Au moment où la direction de Postes Canada annonce que d’ici cinq ans, elle cessera complètement de livrer le courrier à la porte au profit des boîtes postales collectives, il n’est pas inutile de rappeler combien les chemins de fer canadiens ont contribué à l’essor de la livraison du courrier au pays. Rappelons que les services postaux ferroviaires ont perduré pendant 130 ans.

 

Au Canada, le courrier a été acheminé par train à partir de 1840. Le ministère des Postes obligeait les compagnies privées de chemin de fer à offrir ce service de livraison. Puis, 11 ans plus tard, en 1851, est apparu le premier timbre-poste canadien.

 

En 1856, entre Québec et Windsor, le courrier était acheminé en deux jours (à titre d’information, en 1894 la vitesse moyenne des trains de marchandises était de 27 km/h !). Par la suite, le service a été étendu vers l’est et l’ouest du pays. Le chemin de fer a surtout amélioré la livraison postale entre Montréal et les centres régionaux, mais aussi entre les centres régionaux et les localités environnantes. En 1884, 61 % des localités étaient desservies par le courrier — parfois plusieurs fois par jour ! —, et en 1914, 79 % des localités bénéficiaient du service postal ferroviaire. À cette date, la poste mettait moins d’une journée à relier Montréal et chacune des régions du Québec. Toutefois, dans les régions éloignées des grands centres urbains, comme la Gaspésie, le courrier était livré par bateau et deux fois par mois seulement. En fait, dès qu’on s’éloignait du chemin de fer, le rythme de livraison du courrier postal changeait abruptement. Les campagnards n’ont pas baissé les bras.
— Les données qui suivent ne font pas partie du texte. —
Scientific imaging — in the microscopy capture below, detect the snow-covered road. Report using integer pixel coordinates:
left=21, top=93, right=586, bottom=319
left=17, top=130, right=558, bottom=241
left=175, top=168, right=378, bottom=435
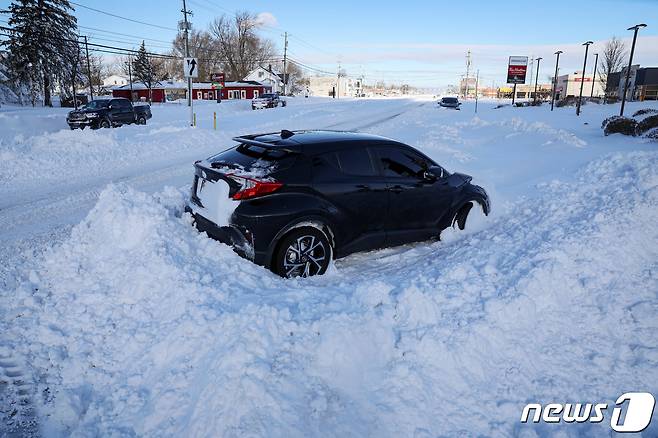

À force de se plaindre, les populations rurales ont réussi à obtenir des routes postales rurales. De 1908 à 1913, on en a créé plus de 1850 afin de rejoindre 65 000 habitants. On comptait 1289 bureaux de poste en 1885 et 2587 en 1914 ; 16 millions de lettres ont été livrées en 1885, et plus de 116 millions en 1914. L’apogée de la poste par chemin de fer coïncide toutefois avec les années 1950, durant lesquelles 36 millions de kilomètres étaient parcourus par les bureaux de poste.

 

Le déclin de la livraison postale ferroviaire a été causé par le développement du transport routier et aérien. La décision qui a été annoncée la semaine dernière par Postes Canada doit donc être comprise comme une nouvelle phase dans l’histoire de la livraison du courrier au Canada.